Тодороки смотрел на рисунки, по которым скользили разноцветные огни, и чувствовал поднимавшееся восхищение глубоко внутри. За вандализм в его городе полагались штрафы, и он не должен был чувствовать ничего, что могло иметь хоть какое-то отношение к эстетическому чувству прекрасного, но он, глядя на уличные картины, не думал ни о чем, кроме того, что у Бакуго очень, очень хорошо получается.

— Это… очень здорово.

— Ха-ха, скажи об этом Бакуго, — широко улыбнулся Мидория. — Он, конечно, наорет, но ему будет приятно. Как тебе здесь? — участливо поинтересовался, наклоняясь ближе, чтобы его было лучше слышно из-за рева гитар. — Поначалу хочется ночевать на станции, ожидая поезда.

— Примерно это я испытал, когда Бакуго повел меня в четвертый район.
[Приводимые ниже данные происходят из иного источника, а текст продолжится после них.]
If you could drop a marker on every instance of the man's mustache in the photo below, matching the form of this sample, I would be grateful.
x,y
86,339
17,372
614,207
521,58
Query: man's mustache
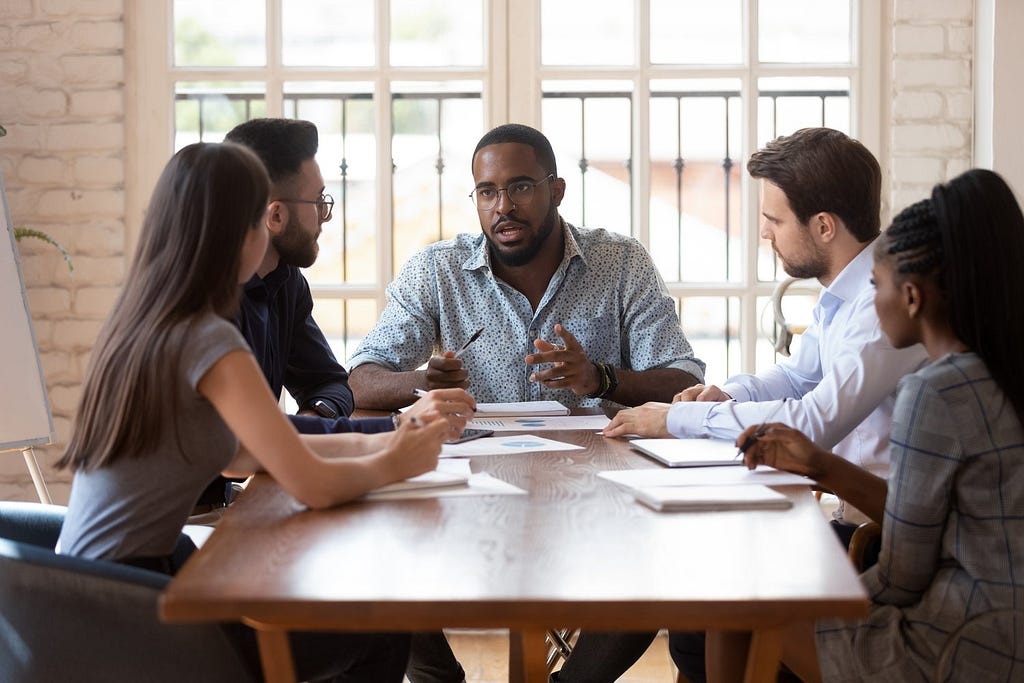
x,y
505,218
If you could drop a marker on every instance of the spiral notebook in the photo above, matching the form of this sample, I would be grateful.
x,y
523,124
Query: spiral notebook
x,y
688,452
696,499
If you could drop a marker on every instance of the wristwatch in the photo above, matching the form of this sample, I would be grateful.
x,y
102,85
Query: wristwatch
x,y
607,379
324,409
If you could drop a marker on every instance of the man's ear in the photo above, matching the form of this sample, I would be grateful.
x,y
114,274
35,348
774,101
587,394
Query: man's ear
x,y
558,190
276,217
825,225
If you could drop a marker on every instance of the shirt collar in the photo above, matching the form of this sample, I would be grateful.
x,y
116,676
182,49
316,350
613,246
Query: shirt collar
x,y
850,282
272,282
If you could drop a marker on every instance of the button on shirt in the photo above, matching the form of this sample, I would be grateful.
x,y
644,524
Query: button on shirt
x,y
840,385
606,292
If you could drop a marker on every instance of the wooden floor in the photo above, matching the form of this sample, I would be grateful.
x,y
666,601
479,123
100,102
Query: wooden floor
x,y
484,656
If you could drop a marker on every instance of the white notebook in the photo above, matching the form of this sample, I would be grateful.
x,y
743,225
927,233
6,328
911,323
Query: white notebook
x,y
688,452
674,499
520,409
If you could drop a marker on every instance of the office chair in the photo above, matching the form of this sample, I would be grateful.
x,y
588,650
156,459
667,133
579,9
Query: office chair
x,y
782,330
69,619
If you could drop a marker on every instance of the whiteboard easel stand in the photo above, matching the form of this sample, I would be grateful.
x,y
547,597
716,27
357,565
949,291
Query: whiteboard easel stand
x,y
25,409
37,474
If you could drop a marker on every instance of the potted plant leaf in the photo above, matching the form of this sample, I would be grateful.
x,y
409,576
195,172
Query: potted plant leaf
x,y
22,232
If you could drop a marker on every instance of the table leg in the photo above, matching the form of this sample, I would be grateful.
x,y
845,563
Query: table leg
x,y
763,656
527,656
274,654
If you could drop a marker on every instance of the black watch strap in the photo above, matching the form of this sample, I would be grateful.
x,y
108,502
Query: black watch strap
x,y
324,409
607,379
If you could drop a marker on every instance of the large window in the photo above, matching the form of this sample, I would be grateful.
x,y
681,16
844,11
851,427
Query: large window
x,y
652,107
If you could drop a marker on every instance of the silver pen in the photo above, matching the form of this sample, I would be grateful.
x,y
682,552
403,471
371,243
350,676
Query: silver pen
x,y
749,441
469,341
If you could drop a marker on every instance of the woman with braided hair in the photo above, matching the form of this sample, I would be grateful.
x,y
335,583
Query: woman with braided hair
x,y
947,274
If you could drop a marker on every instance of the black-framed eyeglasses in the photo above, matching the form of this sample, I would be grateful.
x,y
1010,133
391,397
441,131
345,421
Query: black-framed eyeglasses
x,y
325,204
520,191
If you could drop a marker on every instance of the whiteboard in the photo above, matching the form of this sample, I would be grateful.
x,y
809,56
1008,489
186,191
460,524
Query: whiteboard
x,y
25,409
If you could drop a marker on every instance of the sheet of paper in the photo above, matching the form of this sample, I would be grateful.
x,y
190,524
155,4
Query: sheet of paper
x,y
480,483
702,476
522,408
494,445
588,422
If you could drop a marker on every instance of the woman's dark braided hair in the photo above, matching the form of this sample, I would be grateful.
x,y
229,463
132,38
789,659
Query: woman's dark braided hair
x,y
970,236
913,239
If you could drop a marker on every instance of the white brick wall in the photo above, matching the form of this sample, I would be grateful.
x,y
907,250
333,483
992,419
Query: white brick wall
x,y
61,79
931,130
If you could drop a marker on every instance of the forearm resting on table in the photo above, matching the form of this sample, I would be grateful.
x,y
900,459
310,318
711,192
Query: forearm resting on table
x,y
659,384
856,485
349,444
377,388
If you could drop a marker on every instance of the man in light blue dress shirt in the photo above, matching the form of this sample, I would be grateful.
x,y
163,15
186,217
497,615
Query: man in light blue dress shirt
x,y
820,206
571,314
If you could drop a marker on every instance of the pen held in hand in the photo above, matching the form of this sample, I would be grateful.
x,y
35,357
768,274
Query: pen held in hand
x,y
469,341
749,441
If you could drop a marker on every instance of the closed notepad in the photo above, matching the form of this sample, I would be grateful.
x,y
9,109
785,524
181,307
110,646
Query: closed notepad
x,y
670,499
432,479
688,452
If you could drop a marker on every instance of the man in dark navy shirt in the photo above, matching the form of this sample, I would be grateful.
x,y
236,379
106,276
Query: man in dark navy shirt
x,y
275,318
276,306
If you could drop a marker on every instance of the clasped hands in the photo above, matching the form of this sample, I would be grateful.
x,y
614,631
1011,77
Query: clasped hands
x,y
651,419
567,367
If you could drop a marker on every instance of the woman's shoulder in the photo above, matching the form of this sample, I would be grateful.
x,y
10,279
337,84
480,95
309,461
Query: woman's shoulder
x,y
953,371
210,337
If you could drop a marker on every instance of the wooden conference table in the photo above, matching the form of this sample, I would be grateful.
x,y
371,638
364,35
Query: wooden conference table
x,y
576,551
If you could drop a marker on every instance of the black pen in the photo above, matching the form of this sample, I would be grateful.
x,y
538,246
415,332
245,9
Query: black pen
x,y
760,431
469,341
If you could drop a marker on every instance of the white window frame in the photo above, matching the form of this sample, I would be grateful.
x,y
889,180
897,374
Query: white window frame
x,y
150,115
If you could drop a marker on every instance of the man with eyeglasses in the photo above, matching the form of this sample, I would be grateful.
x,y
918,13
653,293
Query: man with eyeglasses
x,y
572,314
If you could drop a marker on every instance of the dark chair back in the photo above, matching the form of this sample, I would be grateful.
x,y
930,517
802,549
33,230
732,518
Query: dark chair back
x,y
68,619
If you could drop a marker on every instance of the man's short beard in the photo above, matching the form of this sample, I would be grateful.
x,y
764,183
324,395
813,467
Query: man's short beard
x,y
294,248
528,252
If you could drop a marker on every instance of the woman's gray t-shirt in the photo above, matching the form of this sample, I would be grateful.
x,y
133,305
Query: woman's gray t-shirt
x,y
136,506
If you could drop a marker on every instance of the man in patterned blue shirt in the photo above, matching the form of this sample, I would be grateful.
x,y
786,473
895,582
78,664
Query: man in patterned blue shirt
x,y
569,314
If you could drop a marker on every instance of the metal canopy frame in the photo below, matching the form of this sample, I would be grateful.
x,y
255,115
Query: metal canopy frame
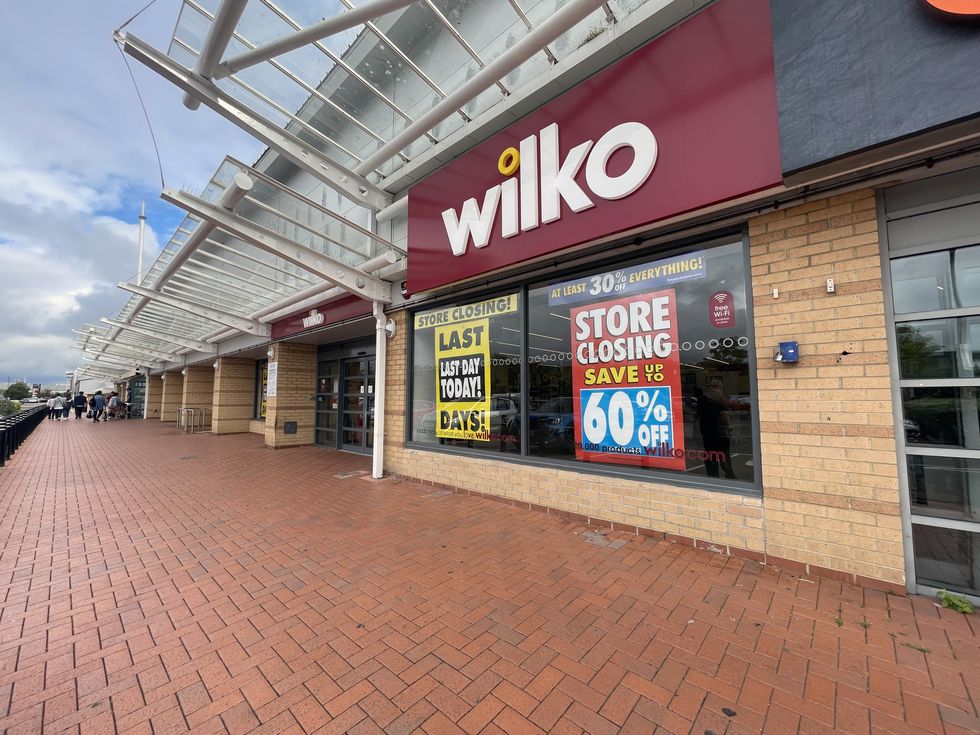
x,y
246,254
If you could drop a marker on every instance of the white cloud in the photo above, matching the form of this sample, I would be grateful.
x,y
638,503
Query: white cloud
x,y
75,161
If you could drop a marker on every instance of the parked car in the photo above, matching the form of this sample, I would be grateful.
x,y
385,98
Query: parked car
x,y
551,425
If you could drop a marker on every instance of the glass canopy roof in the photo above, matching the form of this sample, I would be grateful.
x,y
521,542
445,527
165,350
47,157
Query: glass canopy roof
x,y
346,96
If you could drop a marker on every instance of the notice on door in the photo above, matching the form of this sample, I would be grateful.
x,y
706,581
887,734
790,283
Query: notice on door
x,y
273,378
626,382
463,380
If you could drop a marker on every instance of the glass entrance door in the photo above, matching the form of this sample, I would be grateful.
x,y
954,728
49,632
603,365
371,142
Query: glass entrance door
x,y
934,263
345,404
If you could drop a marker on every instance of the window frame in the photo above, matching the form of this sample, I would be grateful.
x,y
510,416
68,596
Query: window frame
x,y
520,283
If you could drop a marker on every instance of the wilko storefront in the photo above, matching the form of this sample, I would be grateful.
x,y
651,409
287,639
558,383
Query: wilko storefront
x,y
624,309
630,363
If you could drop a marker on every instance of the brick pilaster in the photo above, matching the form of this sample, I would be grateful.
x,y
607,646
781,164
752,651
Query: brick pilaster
x,y
234,395
295,389
172,395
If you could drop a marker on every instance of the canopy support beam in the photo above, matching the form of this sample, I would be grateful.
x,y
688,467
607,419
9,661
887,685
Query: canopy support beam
x,y
192,344
563,19
215,43
340,274
205,312
351,185
323,29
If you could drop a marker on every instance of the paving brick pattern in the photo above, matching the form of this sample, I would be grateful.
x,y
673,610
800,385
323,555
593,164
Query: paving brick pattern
x,y
155,583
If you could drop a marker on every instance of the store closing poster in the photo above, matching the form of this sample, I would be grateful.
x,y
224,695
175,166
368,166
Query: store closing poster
x,y
626,381
463,380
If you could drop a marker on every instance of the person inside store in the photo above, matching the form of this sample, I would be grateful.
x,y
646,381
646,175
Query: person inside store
x,y
714,424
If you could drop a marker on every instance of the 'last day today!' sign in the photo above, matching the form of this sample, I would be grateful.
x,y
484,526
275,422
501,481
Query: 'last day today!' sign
x,y
462,380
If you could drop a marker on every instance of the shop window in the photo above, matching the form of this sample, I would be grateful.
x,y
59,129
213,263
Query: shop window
x,y
261,389
642,366
467,375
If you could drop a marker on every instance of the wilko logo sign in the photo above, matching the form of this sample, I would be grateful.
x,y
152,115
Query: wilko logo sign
x,y
546,178
957,7
721,309
315,319
648,138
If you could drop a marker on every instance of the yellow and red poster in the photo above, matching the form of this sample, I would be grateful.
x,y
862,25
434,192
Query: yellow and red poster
x,y
626,381
463,380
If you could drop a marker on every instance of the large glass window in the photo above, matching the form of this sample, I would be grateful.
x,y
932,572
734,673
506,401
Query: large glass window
x,y
641,365
467,375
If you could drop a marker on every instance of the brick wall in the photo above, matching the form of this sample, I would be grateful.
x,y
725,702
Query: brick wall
x,y
199,389
172,396
830,472
296,383
234,395
154,396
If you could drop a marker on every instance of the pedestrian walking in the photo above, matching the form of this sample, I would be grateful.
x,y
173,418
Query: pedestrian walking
x,y
79,403
57,407
98,406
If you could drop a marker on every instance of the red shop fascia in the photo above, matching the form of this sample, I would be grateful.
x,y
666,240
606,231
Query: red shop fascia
x,y
332,312
687,121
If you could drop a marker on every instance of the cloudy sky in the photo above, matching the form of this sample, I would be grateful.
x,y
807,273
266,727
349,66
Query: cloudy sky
x,y
76,160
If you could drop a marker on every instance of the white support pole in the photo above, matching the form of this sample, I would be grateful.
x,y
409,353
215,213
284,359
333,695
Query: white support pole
x,y
559,22
340,274
205,312
139,258
193,344
323,29
219,34
351,185
380,353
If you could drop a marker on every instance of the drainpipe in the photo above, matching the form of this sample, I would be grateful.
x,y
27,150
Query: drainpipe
x,y
380,347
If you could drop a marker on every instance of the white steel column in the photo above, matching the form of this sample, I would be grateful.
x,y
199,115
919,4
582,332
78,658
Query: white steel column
x,y
380,360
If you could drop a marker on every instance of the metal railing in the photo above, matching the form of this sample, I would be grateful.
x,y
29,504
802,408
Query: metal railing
x,y
191,418
16,427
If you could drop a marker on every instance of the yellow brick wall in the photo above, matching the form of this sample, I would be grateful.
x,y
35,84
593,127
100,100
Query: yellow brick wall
x,y
295,386
199,390
172,396
154,396
830,472
830,475
234,396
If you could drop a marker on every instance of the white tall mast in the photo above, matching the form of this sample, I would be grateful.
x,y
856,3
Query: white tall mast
x,y
139,261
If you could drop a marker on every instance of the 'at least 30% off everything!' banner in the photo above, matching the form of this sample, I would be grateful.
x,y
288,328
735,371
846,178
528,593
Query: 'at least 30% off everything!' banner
x,y
626,381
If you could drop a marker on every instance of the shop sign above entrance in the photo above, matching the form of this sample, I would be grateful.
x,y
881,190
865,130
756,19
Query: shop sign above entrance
x,y
686,121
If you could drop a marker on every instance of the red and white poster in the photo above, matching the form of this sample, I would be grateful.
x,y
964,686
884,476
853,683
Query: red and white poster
x,y
626,382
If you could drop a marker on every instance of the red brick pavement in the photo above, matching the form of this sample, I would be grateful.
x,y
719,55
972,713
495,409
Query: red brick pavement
x,y
158,583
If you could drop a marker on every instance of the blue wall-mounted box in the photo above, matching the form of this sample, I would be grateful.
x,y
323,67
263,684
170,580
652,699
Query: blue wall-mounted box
x,y
788,352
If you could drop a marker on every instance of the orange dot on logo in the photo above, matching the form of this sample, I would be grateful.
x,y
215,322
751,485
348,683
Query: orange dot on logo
x,y
957,7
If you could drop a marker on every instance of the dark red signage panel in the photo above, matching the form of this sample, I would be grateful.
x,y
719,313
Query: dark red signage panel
x,y
347,307
686,121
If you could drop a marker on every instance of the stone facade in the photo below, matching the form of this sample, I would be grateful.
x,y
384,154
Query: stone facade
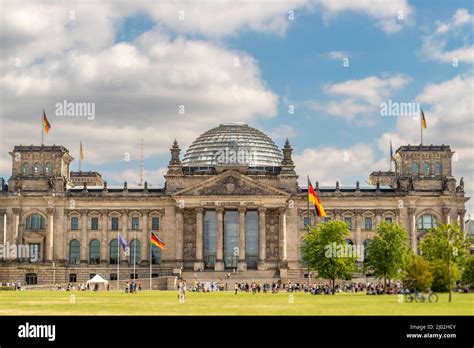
x,y
41,186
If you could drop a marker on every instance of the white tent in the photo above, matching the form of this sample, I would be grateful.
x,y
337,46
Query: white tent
x,y
97,280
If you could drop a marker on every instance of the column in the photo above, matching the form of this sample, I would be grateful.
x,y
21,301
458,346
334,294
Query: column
x,y
446,216
145,236
262,239
179,234
50,235
412,224
199,263
84,240
242,264
283,263
16,227
358,227
126,259
219,266
462,214
378,217
104,243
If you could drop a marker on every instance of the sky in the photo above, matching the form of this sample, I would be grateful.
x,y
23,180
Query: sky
x,y
314,71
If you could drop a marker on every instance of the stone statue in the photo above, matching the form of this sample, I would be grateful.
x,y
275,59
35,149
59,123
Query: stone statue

— Это правда ужасно, — широко раскрыл глаза Мидория и вздохнул. — Но вскоре начинаешь к этому привыкать.

Тодороки сомневался, что к такой жизни можно было привыкнуть — это больше походило на выживание.

— Сначала ты видишь разницу между Лэдо и Трайтоном и думаешь о том, как бы набрать семьдесят баллов, чтобы подать прошение о пересмотре дела, но затем начинаешь осознавать, что, вернувшись в Лэдо, потеряешь возможность вот так сидеть с друзьями.